In the field of video compression, there are the same things as Moore's Law (the number of transistors doubles every two years), MPEG-1 in 1993, MPEG-4/AVC (H.264) in 2003, MPEG-H/HEVC in 2013 ( H.265). For reference, for image compression, JPEG came out in 1992 and JPEG-2000 came out in 2000.
However, in fact, the current H.265 has a very similar structure to the MPEG-1 released in 1993, and the image codecs HEIF and BPG based on this also have a block-based directional prediction technology called directional intra prediction. It doesn't make much difference. In summary, limited to image compression, it is "predicting the block to be coded by using the values of the neighboring pixels that have already been coded, and then compressing the remaining values after subtraction using DCT to focus on important information."
Among the above technologies, the only part related to human 'visual cognitive characteristics' is frequency expression by DCT. Visual system optimization is performed by making the error tolerance for each of the low-frequency region corresponding to the 'face' and the high-frequency region corresponding to the 'line' different, but even that has been seldom used with the introduction of directional prediction technology.

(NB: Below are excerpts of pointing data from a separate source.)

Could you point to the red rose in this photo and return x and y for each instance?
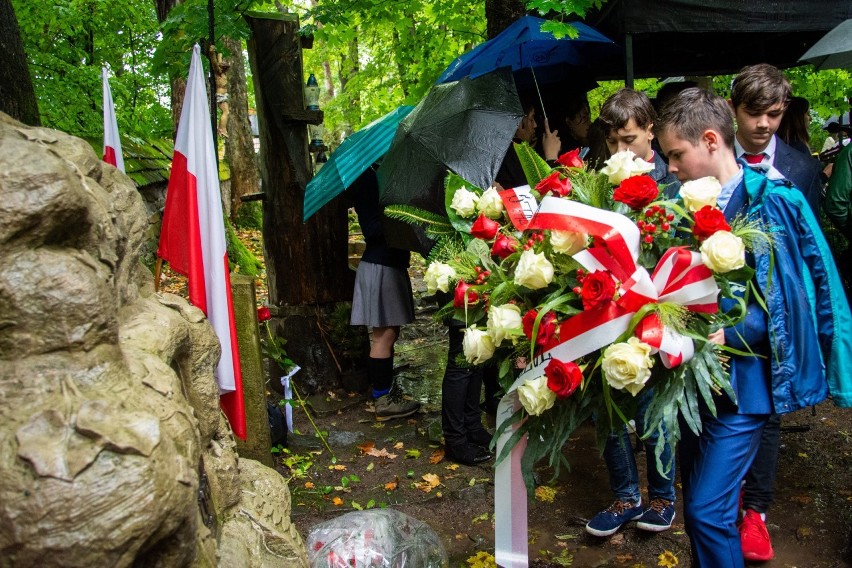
(484, 228)
(598, 288)
(637, 191)
(546, 327)
(504, 246)
(263, 314)
(708, 220)
(554, 185)
(563, 378)
(461, 292)
(571, 159)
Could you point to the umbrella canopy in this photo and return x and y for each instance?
(524, 46)
(465, 126)
(354, 155)
(834, 50)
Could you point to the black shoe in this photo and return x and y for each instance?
(480, 438)
(467, 454)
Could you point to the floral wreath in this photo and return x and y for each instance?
(587, 287)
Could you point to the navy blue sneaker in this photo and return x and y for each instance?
(613, 518)
(657, 517)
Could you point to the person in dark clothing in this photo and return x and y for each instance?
(628, 118)
(760, 95)
(382, 299)
(794, 125)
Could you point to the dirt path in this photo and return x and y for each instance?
(810, 523)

In the early stages of standardization of HEVC/H.265 (about 10 years ago), 'generation'-based technologies have been discussed at international standardization organizations. Specifically, in the case of areas such as 'water', 'forest', and 'sand', it is a technology that improves the compression rate by 30% while maintaining visual similarity by replacing the generated texture with the generated texture rather than the exact original data. However, at that time, different generation models were required for each of 'water', 'forest', and 'sand', and it was not adopted as a standard because of lack of generality.

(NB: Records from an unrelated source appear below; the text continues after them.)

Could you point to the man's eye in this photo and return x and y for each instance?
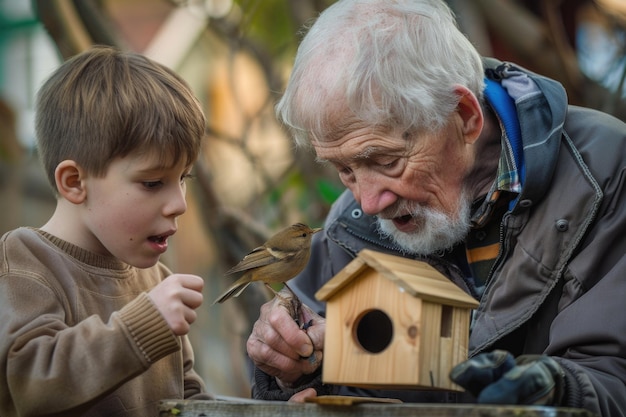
(152, 184)
(390, 165)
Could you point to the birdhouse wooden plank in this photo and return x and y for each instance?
(393, 322)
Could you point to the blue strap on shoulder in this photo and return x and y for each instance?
(504, 105)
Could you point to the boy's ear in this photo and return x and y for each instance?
(471, 114)
(69, 177)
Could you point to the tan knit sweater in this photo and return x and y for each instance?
(80, 336)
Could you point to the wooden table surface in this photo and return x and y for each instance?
(241, 407)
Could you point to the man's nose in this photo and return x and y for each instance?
(372, 194)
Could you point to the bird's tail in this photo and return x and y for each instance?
(233, 291)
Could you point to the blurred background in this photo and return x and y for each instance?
(251, 181)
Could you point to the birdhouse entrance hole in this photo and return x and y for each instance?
(373, 331)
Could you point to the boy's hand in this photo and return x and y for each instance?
(176, 298)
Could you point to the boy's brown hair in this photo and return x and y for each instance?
(104, 103)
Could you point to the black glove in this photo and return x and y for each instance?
(498, 378)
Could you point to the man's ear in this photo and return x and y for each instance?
(471, 114)
(69, 177)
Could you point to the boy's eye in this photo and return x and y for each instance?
(186, 177)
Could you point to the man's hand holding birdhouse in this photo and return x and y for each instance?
(288, 353)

The paper at the link below deals with the technique of using GAN in the field of image compression. With the advent of GAN, the generation technology for general textures has greatly improved, and it is possible to learn a large amount of data, far exceeding the performance of existing signal processing-based technologies. Since the advent of JPEG in 1992, it can be seen as the biggest paradigm change (analysis synthesis -> generation), but even though technologies that show more than twice the efficiency of JPEG such as JPEG-2000, HEIF, BPG, etc. have been released, it has not been able to settle in the market due to legacy dependence and complexity. Given that, it is still unclear how much GAN-based technology (10s to hundreds of times more complex than BPG) could be used in the future market.